Она сказала очень устало:
— Я думала об этом сотни раз. Здесь нет выбора: ты или он? Ни для меня, ни для мамы (я с ней уже говорила). Только ты, один ты! И ты напрасно спрашиваешь меня об этом — мой ответ тебе известен. Но если с моей мамой случится что-нибудь плохое, это останется на нашей совести.
Я ушел в институт раньше Фиры — она захотела поговорить с Любовью Израилевной. После лекции меня вызвали в канцелярию. Улыбающаяся секретарша Фарбера поздравила меня.
— Сообщаю вам постановление ректората. Вам назначена стипендия в размере…
Она говорила быстро, от волнения я плохо слышал. Я разобрал не все, но слова «…двадцать рублей» донеслись четко. Я ждал сорока или пятидесяти — так получали остальные студенты. Двадцатка не решала наших проблем, она казалась издевательством — особенно после того, что я наговорил Фире. Мне стало очень обидно — и очень горько.
— Всем дают по сорок или пятьдесят — почему мне только двадцать? Разве я хуже остальных?
Секретарша засмеялась.
— Вы плохо расслышали. У вас персональная, а не общая стипендия. И размер ее — 120 рублей в месяц. Вот, прочтите постановление ректората.
Она протянула мне бумагу. В ней действительно значилась эта абсолютно непредвиденная цифра — 120.
В тот день домой я бежал, а не шел.
Фира была одна. У нее опухли и покраснели глаза, она с трудом поднялась с дивана. Я понял, что разговор с матерью был очень тяжелым. Но теперь было уже неважно, что они решили!
Фира опередила меня.
— Сережа, у меня две новости. Я нашла машинистку, которая сможет перепечатать твои «Проблемы диалектики». Нужно только раздобыть деньги.
— Отлично. Вторая новость?
— Я говорила с мамой. Она долго плакала, но я ее уговорила. Когда папа придет, мы расскажем ему о моем браке. Мама, правда, считает, что он проклянет меня и лишит помощи.
— Тогда слушай меня, Фира. Сегодня мне назначили стипендию. Она перекроет то, что вы получали от отца.
— Неужели больше пятидесяти? Неужели больше?
— Сто двадцать! — крикнул я. — Сто двадцать рублей, Фира!
Она обняла меня, прижалась лицом к моей груди и облегченно заплакала.
— Расскажи все подробно, — потребовала она, успокоившись.
И я рассказал, как меня вызвали в канцелярию, как я не понял, сколько буду получать, и расстроился, как радовалась за меня секретарша…

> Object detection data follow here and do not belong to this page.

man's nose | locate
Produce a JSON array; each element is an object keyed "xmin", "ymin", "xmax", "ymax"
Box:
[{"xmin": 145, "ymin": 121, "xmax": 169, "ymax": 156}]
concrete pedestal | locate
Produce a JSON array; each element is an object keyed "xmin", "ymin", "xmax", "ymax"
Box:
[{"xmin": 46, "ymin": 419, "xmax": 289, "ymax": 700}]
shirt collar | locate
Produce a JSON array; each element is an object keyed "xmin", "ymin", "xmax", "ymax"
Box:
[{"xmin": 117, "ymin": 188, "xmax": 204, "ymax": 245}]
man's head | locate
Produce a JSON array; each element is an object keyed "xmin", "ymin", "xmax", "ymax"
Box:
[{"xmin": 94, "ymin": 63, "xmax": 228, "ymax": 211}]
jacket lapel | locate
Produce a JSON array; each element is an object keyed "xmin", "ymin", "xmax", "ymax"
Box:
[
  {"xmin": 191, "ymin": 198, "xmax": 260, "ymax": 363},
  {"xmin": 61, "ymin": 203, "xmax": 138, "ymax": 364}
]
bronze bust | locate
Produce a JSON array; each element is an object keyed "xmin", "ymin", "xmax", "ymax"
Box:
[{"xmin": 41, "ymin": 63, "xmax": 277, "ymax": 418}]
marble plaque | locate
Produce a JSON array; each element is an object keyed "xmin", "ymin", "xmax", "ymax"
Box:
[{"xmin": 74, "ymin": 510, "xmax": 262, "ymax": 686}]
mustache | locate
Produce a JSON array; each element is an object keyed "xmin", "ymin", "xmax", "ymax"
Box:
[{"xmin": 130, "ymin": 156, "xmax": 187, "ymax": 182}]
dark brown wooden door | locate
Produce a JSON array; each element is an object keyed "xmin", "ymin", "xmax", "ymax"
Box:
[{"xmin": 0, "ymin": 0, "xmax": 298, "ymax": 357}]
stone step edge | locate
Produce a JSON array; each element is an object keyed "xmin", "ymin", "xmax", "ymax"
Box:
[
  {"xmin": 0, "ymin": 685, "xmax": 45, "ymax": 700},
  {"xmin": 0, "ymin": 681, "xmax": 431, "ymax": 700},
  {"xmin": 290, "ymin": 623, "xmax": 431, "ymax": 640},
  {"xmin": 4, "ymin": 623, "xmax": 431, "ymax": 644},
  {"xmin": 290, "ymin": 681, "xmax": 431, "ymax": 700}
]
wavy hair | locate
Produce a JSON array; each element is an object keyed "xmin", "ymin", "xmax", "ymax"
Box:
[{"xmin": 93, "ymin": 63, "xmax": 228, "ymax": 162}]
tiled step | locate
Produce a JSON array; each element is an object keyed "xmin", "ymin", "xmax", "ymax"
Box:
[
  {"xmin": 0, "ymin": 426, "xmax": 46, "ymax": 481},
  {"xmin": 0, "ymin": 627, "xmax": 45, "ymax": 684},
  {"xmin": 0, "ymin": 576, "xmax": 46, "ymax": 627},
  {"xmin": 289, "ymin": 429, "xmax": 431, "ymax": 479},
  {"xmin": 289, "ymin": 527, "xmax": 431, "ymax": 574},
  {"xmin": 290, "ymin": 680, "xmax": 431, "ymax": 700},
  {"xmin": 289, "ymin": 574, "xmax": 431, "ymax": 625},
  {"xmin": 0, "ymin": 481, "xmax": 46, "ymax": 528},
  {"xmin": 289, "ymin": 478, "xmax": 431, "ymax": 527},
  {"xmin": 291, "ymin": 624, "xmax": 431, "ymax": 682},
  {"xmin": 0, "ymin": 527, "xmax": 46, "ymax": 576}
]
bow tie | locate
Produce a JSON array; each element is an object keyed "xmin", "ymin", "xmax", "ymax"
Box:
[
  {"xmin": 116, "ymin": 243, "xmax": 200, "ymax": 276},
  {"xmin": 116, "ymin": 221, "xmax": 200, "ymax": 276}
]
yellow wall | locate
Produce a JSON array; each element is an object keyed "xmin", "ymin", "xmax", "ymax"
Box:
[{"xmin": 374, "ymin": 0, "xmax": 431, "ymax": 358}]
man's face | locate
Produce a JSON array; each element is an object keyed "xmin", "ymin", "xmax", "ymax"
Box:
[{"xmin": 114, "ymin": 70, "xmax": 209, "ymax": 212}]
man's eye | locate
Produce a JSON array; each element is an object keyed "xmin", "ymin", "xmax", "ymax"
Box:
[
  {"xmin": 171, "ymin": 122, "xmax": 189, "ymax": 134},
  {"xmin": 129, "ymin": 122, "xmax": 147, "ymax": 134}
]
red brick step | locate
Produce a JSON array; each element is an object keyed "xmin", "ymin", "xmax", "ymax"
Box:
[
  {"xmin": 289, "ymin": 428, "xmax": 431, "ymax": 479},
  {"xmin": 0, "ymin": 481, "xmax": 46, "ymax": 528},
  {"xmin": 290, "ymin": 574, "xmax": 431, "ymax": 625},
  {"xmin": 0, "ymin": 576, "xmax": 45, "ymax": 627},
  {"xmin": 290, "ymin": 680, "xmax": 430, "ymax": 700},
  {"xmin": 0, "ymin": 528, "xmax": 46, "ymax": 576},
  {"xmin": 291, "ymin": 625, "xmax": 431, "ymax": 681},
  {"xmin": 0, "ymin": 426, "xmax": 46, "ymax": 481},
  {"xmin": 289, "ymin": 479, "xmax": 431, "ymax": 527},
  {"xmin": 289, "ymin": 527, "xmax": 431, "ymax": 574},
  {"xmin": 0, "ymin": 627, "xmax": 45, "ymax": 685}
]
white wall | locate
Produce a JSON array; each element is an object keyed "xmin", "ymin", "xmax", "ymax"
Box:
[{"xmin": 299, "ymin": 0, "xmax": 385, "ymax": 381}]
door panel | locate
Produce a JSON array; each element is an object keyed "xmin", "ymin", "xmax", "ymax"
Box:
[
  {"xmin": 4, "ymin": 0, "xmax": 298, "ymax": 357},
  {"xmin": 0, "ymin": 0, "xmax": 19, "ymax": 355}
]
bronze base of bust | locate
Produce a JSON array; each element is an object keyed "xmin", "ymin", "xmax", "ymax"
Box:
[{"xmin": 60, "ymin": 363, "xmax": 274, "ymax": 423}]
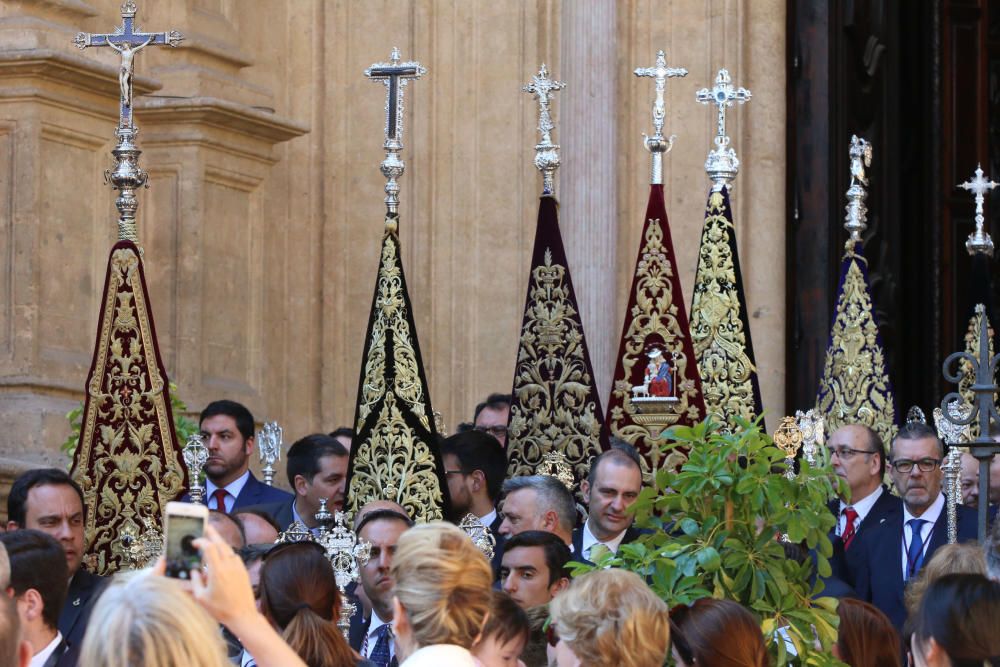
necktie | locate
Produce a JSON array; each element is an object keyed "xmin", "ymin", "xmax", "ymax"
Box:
[
  {"xmin": 841, "ymin": 507, "xmax": 858, "ymax": 550},
  {"xmin": 906, "ymin": 519, "xmax": 927, "ymax": 580},
  {"xmin": 368, "ymin": 623, "xmax": 392, "ymax": 667},
  {"xmin": 212, "ymin": 489, "xmax": 229, "ymax": 514}
]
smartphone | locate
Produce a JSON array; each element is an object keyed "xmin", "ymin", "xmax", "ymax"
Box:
[{"xmin": 163, "ymin": 503, "xmax": 208, "ymax": 579}]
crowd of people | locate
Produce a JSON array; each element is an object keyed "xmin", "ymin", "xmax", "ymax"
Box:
[{"xmin": 0, "ymin": 395, "xmax": 1000, "ymax": 667}]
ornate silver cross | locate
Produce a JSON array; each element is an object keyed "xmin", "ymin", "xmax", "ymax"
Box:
[
  {"xmin": 521, "ymin": 63, "xmax": 566, "ymax": 195},
  {"xmin": 695, "ymin": 69, "xmax": 750, "ymax": 190},
  {"xmin": 635, "ymin": 51, "xmax": 687, "ymax": 185},
  {"xmin": 365, "ymin": 47, "xmax": 427, "ymax": 218},
  {"xmin": 958, "ymin": 165, "xmax": 998, "ymax": 257}
]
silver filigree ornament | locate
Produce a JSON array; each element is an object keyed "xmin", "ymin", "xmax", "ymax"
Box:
[
  {"xmin": 257, "ymin": 421, "xmax": 285, "ymax": 486},
  {"xmin": 521, "ymin": 63, "xmax": 566, "ymax": 195},
  {"xmin": 695, "ymin": 69, "xmax": 751, "ymax": 192},
  {"xmin": 181, "ymin": 433, "xmax": 208, "ymax": 504},
  {"xmin": 458, "ymin": 512, "xmax": 497, "ymax": 560},
  {"xmin": 635, "ymin": 50, "xmax": 687, "ymax": 185},
  {"xmin": 365, "ymin": 47, "xmax": 427, "ymax": 224}
]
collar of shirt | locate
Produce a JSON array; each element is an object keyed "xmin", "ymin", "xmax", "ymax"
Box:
[
  {"xmin": 580, "ymin": 521, "xmax": 628, "ymax": 559},
  {"xmin": 837, "ymin": 484, "xmax": 882, "ymax": 535},
  {"xmin": 28, "ymin": 631, "xmax": 62, "ymax": 667},
  {"xmin": 205, "ymin": 470, "xmax": 250, "ymax": 513}
]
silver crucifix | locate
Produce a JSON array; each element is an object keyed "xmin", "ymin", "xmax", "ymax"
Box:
[
  {"xmin": 521, "ymin": 63, "xmax": 566, "ymax": 195},
  {"xmin": 695, "ymin": 69, "xmax": 750, "ymax": 192},
  {"xmin": 635, "ymin": 51, "xmax": 687, "ymax": 185},
  {"xmin": 365, "ymin": 47, "xmax": 427, "ymax": 221},
  {"xmin": 958, "ymin": 165, "xmax": 998, "ymax": 257},
  {"xmin": 73, "ymin": 0, "xmax": 184, "ymax": 245}
]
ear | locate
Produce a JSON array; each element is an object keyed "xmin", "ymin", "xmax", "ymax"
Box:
[{"xmin": 294, "ymin": 475, "xmax": 310, "ymax": 496}]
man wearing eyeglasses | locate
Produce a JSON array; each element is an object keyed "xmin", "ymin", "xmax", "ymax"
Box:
[{"xmin": 851, "ymin": 422, "xmax": 976, "ymax": 630}]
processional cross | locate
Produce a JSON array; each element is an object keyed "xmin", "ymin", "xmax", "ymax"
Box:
[
  {"xmin": 365, "ymin": 47, "xmax": 427, "ymax": 219},
  {"xmin": 635, "ymin": 50, "xmax": 687, "ymax": 185},
  {"xmin": 695, "ymin": 69, "xmax": 750, "ymax": 190},
  {"xmin": 958, "ymin": 165, "xmax": 1000, "ymax": 257},
  {"xmin": 73, "ymin": 0, "xmax": 184, "ymax": 245},
  {"xmin": 521, "ymin": 63, "xmax": 566, "ymax": 195}
]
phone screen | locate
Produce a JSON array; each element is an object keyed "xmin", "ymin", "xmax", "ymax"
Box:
[{"xmin": 166, "ymin": 513, "xmax": 205, "ymax": 579}]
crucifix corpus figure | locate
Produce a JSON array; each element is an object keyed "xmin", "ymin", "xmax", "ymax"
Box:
[{"xmin": 108, "ymin": 36, "xmax": 153, "ymax": 108}]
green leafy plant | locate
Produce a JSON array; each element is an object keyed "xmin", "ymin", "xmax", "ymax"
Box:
[
  {"xmin": 59, "ymin": 382, "xmax": 198, "ymax": 465},
  {"xmin": 576, "ymin": 421, "xmax": 842, "ymax": 665}
]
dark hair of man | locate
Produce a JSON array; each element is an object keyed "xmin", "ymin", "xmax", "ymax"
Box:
[
  {"xmin": 503, "ymin": 475, "xmax": 576, "ymax": 530},
  {"xmin": 587, "ymin": 438, "xmax": 642, "ymax": 486},
  {"xmin": 508, "ymin": 530, "xmax": 573, "ymax": 584},
  {"xmin": 7, "ymin": 468, "xmax": 87, "ymax": 528},
  {"xmin": 0, "ymin": 530, "xmax": 69, "ymax": 628},
  {"xmin": 229, "ymin": 507, "xmax": 281, "ymax": 536},
  {"xmin": 198, "ymin": 400, "xmax": 254, "ymax": 440},
  {"xmin": 480, "ymin": 590, "xmax": 531, "ymax": 646},
  {"xmin": 285, "ymin": 433, "xmax": 347, "ymax": 489},
  {"xmin": 0, "ymin": 591, "xmax": 21, "ymax": 665},
  {"xmin": 354, "ymin": 509, "xmax": 413, "ymax": 535},
  {"xmin": 472, "ymin": 394, "xmax": 514, "ymax": 422},
  {"xmin": 441, "ymin": 431, "xmax": 507, "ymax": 503},
  {"xmin": 330, "ymin": 426, "xmax": 356, "ymax": 440},
  {"xmin": 913, "ymin": 574, "xmax": 1000, "ymax": 667},
  {"xmin": 889, "ymin": 422, "xmax": 944, "ymax": 458},
  {"xmin": 260, "ymin": 542, "xmax": 356, "ymax": 667}
]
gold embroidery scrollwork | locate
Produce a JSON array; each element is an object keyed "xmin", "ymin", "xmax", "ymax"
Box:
[
  {"xmin": 816, "ymin": 251, "xmax": 895, "ymax": 443},
  {"xmin": 691, "ymin": 192, "xmax": 757, "ymax": 428},
  {"xmin": 73, "ymin": 247, "xmax": 184, "ymax": 574},
  {"xmin": 507, "ymin": 248, "xmax": 601, "ymax": 494},
  {"xmin": 608, "ymin": 219, "xmax": 700, "ymax": 475}
]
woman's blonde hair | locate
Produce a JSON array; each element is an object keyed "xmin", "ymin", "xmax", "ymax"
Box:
[
  {"xmin": 903, "ymin": 543, "xmax": 986, "ymax": 617},
  {"xmin": 79, "ymin": 572, "xmax": 230, "ymax": 667},
  {"xmin": 392, "ymin": 521, "xmax": 493, "ymax": 648},
  {"xmin": 549, "ymin": 570, "xmax": 670, "ymax": 667}
]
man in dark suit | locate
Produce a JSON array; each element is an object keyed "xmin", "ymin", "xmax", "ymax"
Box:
[
  {"xmin": 0, "ymin": 529, "xmax": 78, "ymax": 667},
  {"xmin": 256, "ymin": 433, "xmax": 348, "ymax": 533},
  {"xmin": 573, "ymin": 441, "xmax": 642, "ymax": 563},
  {"xmin": 348, "ymin": 508, "xmax": 413, "ymax": 667},
  {"xmin": 191, "ymin": 401, "xmax": 291, "ymax": 514},
  {"xmin": 7, "ymin": 468, "xmax": 107, "ymax": 647},
  {"xmin": 851, "ymin": 422, "xmax": 976, "ymax": 631},
  {"xmin": 827, "ymin": 424, "xmax": 902, "ymax": 580}
]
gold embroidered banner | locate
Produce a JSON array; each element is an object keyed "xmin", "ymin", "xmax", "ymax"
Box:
[
  {"xmin": 691, "ymin": 186, "xmax": 766, "ymax": 430},
  {"xmin": 347, "ymin": 215, "xmax": 448, "ymax": 522},
  {"xmin": 507, "ymin": 195, "xmax": 608, "ymax": 494},
  {"xmin": 71, "ymin": 241, "xmax": 187, "ymax": 574}
]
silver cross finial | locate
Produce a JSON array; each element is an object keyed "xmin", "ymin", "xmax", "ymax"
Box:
[
  {"xmin": 695, "ymin": 69, "xmax": 750, "ymax": 191},
  {"xmin": 365, "ymin": 47, "xmax": 427, "ymax": 225},
  {"xmin": 521, "ymin": 63, "xmax": 566, "ymax": 195},
  {"xmin": 958, "ymin": 165, "xmax": 998, "ymax": 257},
  {"xmin": 635, "ymin": 50, "xmax": 687, "ymax": 185}
]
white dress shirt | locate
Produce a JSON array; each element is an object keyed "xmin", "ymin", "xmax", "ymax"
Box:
[
  {"xmin": 837, "ymin": 484, "xmax": 883, "ymax": 537},
  {"xmin": 205, "ymin": 470, "xmax": 250, "ymax": 514},
  {"xmin": 900, "ymin": 493, "xmax": 944, "ymax": 581}
]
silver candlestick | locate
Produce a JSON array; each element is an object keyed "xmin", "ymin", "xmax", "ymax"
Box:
[
  {"xmin": 257, "ymin": 422, "xmax": 285, "ymax": 486},
  {"xmin": 521, "ymin": 63, "xmax": 566, "ymax": 195},
  {"xmin": 181, "ymin": 433, "xmax": 208, "ymax": 504},
  {"xmin": 695, "ymin": 69, "xmax": 750, "ymax": 192},
  {"xmin": 316, "ymin": 512, "xmax": 372, "ymax": 639},
  {"xmin": 635, "ymin": 51, "xmax": 687, "ymax": 185}
]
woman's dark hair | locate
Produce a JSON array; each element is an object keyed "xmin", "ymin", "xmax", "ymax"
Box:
[
  {"xmin": 913, "ymin": 574, "xmax": 1000, "ymax": 667},
  {"xmin": 670, "ymin": 598, "xmax": 768, "ymax": 667},
  {"xmin": 837, "ymin": 598, "xmax": 902, "ymax": 667},
  {"xmin": 260, "ymin": 542, "xmax": 357, "ymax": 667}
]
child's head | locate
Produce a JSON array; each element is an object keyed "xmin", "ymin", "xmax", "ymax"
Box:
[{"xmin": 472, "ymin": 591, "xmax": 529, "ymax": 667}]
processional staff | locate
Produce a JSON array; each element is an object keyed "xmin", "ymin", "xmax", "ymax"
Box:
[
  {"xmin": 695, "ymin": 69, "xmax": 750, "ymax": 192},
  {"xmin": 73, "ymin": 0, "xmax": 184, "ymax": 245}
]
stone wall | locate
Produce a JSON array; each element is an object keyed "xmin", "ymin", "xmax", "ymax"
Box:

А потом замолчал. Я вспомнил, как обвинял председателя профкома в том, что он хвастается чужими заслугами. Моя персональная стипендия тоже была чужой заслугой. Сам я мог претендовать только на 40–50 рублей, как и остальные студенты. Остальное было оплатой труда человека, от фамилии которого я отказался, с которым не захотел общаться, который стал для меня чуть ли не врагом. Я не просто получал деньги за чужую работу — моя «персоналка» была аморальна. Она была недопустима.
Выводы из этой мысли предстояло продумать впоследствии.